Za nic miał przepisy, jechał pod prąd i był agresywny. Wszystko nagrał inny kierowca [FILM]

Wyjechał z drogi jednokierunkowej pod prąd, omal nie powodując groźnej kolizji. Wszystko widać na filmiku, który nagrał kierowca jadący zgodnie z kierunkiem jazdy. Film nagrał czytelnik portalu kartuzy.info. Dzięki jego czujności i ostrożności nie doszło do zderzenia z toyotą, której kierowca złamał przepisy. Zwyzywał też innego kierowcę i nie wykazał skruchy.

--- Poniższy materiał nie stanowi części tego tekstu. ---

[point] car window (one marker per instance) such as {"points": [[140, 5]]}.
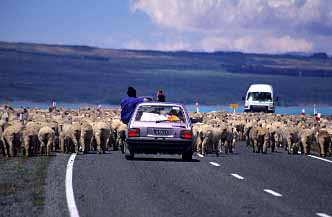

Sytuację przedstawioną na nagraniu skomentowała nadkomisarz Magdalena Ciska z Wydziału Drogowego Komendy Miejskiej Policji w Gdańsku. – Na sytuacji przedstawionej na filmie, mamy do czynienia z wykroczeniem spowodowania zagrożenia bezpieczeństwa w ruchu drogowym. Chodzi o niestosowanie się do oznakowania poziomego (strzałki kierunkowej). Za to grozi mandat karny w wysokości 250 zł i 5 pkt. karnych (niestosowanie się do strzałki kierunkowej), a za spowodowanie zagrożenia bezpieczeństwa w ruchu drogowym od 200 do 500 zł i 6 pkt. karnych – wyjaśniła.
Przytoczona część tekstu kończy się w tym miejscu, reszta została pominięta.